Figure 5.

Selection of candidate tick protective antigens. Purified rabbit IgG against recombinant candidate tick protective antigens were incubated with I. scapularis ISE6 and I. ricinus IRE/CTVM20 tick cells before infection with A. phagocytophilum. (A) Characterization of the effect of rabbit IgG antibodies on ISE6 tick cells apoptosis. (B) Characterization of the effect of rabbit IgG antibodies on pathogen infection of ISE6 tick cells. (C) Sequence identity between I. scapularis and I. ricinus homologs. The accession numbers are shown together with corresponding percent identity for nucleotide (nt) and amino acid (aa) sequences and E-values.
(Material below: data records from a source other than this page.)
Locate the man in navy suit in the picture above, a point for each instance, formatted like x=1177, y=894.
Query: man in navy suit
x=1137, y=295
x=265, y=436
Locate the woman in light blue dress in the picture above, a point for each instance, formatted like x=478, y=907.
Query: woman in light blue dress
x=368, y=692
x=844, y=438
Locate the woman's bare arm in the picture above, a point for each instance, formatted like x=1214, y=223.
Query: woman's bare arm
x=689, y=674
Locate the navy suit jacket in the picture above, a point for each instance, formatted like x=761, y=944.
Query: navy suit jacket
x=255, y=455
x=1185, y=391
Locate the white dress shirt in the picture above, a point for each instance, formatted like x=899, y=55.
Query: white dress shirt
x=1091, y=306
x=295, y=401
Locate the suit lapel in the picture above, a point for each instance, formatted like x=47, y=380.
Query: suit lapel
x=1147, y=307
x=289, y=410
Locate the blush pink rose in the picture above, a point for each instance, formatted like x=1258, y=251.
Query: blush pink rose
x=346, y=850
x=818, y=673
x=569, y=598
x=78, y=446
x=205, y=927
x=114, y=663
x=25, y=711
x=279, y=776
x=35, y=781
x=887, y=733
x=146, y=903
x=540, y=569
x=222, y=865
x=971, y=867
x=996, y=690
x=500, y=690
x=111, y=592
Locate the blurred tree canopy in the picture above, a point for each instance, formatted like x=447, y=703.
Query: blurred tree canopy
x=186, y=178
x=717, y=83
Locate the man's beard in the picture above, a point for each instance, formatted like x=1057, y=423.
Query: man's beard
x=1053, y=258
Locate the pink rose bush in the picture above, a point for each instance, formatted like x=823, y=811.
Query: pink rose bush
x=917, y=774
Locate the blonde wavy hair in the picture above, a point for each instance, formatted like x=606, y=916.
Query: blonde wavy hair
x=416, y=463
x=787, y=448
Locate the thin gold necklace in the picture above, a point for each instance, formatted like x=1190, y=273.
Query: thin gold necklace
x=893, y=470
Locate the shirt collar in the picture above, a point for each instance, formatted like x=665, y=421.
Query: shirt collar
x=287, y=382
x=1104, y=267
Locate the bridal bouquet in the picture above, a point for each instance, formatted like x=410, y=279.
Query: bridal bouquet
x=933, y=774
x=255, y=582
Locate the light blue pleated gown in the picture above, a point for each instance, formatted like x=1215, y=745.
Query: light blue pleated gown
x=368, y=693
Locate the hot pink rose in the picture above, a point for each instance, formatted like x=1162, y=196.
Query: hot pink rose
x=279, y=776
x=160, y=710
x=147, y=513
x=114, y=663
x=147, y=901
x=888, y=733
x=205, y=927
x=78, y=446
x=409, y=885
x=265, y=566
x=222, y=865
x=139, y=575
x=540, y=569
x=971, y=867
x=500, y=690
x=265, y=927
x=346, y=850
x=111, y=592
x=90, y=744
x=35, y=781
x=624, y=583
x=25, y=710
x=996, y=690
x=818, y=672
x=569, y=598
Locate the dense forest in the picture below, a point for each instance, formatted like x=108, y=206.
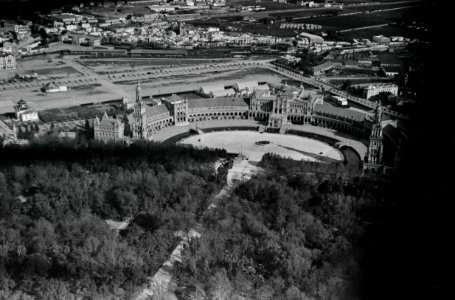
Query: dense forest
x=55, y=197
x=286, y=234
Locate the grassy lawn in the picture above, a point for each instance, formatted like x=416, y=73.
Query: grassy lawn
x=78, y=113
x=56, y=71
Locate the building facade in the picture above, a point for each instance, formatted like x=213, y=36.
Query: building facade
x=108, y=129
x=277, y=109
x=7, y=62
x=373, y=90
x=25, y=113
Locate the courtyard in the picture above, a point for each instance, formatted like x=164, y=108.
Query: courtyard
x=254, y=145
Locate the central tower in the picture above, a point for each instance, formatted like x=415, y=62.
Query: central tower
x=139, y=117
x=373, y=158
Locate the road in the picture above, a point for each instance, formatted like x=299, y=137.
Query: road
x=109, y=80
x=162, y=282
x=277, y=11
x=332, y=89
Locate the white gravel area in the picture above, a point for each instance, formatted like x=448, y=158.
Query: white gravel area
x=295, y=147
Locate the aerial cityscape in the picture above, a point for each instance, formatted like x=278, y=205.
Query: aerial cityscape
x=209, y=149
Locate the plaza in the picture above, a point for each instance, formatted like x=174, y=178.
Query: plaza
x=245, y=142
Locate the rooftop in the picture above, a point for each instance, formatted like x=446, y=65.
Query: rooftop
x=341, y=112
x=216, y=102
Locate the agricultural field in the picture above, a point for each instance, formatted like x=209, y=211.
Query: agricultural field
x=103, y=66
x=268, y=4
x=78, y=113
x=56, y=72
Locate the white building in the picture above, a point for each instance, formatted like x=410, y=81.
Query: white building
x=340, y=101
x=7, y=62
x=25, y=113
x=246, y=87
x=373, y=90
x=210, y=90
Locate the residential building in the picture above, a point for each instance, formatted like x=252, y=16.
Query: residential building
x=108, y=129
x=7, y=61
x=25, y=113
x=373, y=90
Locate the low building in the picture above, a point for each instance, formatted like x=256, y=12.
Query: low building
x=25, y=113
x=373, y=90
x=108, y=129
x=246, y=87
x=320, y=69
x=209, y=90
x=381, y=39
x=288, y=60
x=7, y=62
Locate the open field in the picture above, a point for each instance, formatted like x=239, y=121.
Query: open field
x=298, y=148
x=77, y=113
x=359, y=20
x=183, y=83
x=56, y=72
x=107, y=65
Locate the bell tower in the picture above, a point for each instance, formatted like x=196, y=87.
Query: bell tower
x=140, y=120
x=373, y=157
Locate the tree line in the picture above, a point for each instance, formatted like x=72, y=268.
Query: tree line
x=55, y=198
x=285, y=234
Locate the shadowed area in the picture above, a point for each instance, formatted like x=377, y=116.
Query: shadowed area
x=321, y=158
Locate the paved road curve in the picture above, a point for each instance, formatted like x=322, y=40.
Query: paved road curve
x=330, y=88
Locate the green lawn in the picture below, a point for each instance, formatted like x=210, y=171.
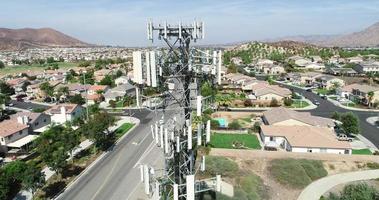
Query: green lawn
x=33, y=67
x=123, y=129
x=224, y=140
x=297, y=173
x=322, y=91
x=362, y=151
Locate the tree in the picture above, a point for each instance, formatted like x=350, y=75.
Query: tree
x=33, y=177
x=97, y=129
x=288, y=101
x=207, y=90
x=77, y=99
x=274, y=103
x=6, y=89
x=234, y=125
x=350, y=123
x=370, y=96
x=360, y=191
x=336, y=116
x=52, y=148
x=47, y=88
x=107, y=80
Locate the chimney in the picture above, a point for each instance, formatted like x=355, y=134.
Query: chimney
x=20, y=120
x=63, y=110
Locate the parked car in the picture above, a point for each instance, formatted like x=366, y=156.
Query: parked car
x=343, y=137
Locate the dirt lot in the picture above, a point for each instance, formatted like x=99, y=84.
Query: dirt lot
x=258, y=162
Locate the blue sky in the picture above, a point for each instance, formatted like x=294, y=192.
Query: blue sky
x=117, y=22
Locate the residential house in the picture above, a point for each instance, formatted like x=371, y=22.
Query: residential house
x=119, y=92
x=95, y=93
x=367, y=67
x=303, y=139
x=281, y=116
x=328, y=81
x=14, y=135
x=38, y=122
x=337, y=71
x=121, y=80
x=265, y=93
x=62, y=113
x=359, y=92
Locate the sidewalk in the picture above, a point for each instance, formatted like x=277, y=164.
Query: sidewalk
x=323, y=185
x=27, y=195
x=336, y=103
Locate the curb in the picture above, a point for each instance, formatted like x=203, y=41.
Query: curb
x=69, y=185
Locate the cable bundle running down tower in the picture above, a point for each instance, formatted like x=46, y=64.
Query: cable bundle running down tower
x=178, y=72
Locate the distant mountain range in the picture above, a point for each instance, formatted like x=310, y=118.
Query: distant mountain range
x=19, y=39
x=368, y=37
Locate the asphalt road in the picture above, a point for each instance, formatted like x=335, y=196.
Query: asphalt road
x=117, y=174
x=326, y=108
x=27, y=105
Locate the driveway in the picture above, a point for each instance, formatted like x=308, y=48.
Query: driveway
x=321, y=186
x=326, y=108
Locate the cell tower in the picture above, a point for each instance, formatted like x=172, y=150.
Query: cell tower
x=178, y=70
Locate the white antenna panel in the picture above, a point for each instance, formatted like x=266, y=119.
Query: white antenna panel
x=146, y=179
x=190, y=187
x=137, y=67
x=199, y=105
x=199, y=127
x=147, y=58
x=189, y=138
x=208, y=132
x=177, y=144
x=176, y=191
x=153, y=68
x=166, y=140
x=219, y=67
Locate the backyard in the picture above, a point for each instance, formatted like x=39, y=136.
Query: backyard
x=234, y=141
x=33, y=67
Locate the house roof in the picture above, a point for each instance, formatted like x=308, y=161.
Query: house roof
x=360, y=87
x=9, y=127
x=263, y=88
x=280, y=114
x=306, y=136
x=56, y=109
x=32, y=116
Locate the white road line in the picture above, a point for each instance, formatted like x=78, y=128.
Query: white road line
x=147, y=151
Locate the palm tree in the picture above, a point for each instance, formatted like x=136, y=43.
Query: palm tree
x=370, y=96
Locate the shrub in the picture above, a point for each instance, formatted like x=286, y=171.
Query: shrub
x=274, y=103
x=296, y=173
x=288, y=102
x=220, y=166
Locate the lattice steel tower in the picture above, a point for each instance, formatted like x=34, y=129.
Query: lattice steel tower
x=179, y=71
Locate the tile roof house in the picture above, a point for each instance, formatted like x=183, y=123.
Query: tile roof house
x=266, y=92
x=359, y=92
x=35, y=121
x=287, y=117
x=62, y=113
x=14, y=134
x=304, y=139
x=119, y=92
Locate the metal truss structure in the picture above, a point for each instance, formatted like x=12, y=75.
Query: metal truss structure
x=178, y=71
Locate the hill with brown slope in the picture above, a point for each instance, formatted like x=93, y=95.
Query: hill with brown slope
x=18, y=39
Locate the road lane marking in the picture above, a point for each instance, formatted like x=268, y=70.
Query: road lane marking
x=147, y=151
x=106, y=179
The selected I. scapularis sequences were blasted against the I. ricinus database using the Blastp tool from BLAST, and the sequences with the lowest E-value were selected. (D) Characterization of the effect of rabbit IgG antibodies on IRE/CTVM20 tick cells apoptosis. (E) Characterization of the effect of rabbit IgG antibodies on pathogen infection of IRE/CTVM20 tick cells. The percentage of apoptotic cells was determined by flow cytometry after Annexin V-FITC and PI labeling. A. phagocytophilum DNA levels were determined by msp4 real-time PCR normalizing against tick rpS4. Control cells were incubated with rabbit pre-immune IgG (negative control, Control -) or rabbit anti-ISE6 IgG (positive control, Control +). Results were presented as average + S.D. normalized Ct-values and compared between each treatment and negative control by Student's t-test with unequal variance (P ≤ 0.05; N = 4). The selected candidate protective antigens are shown with arrows.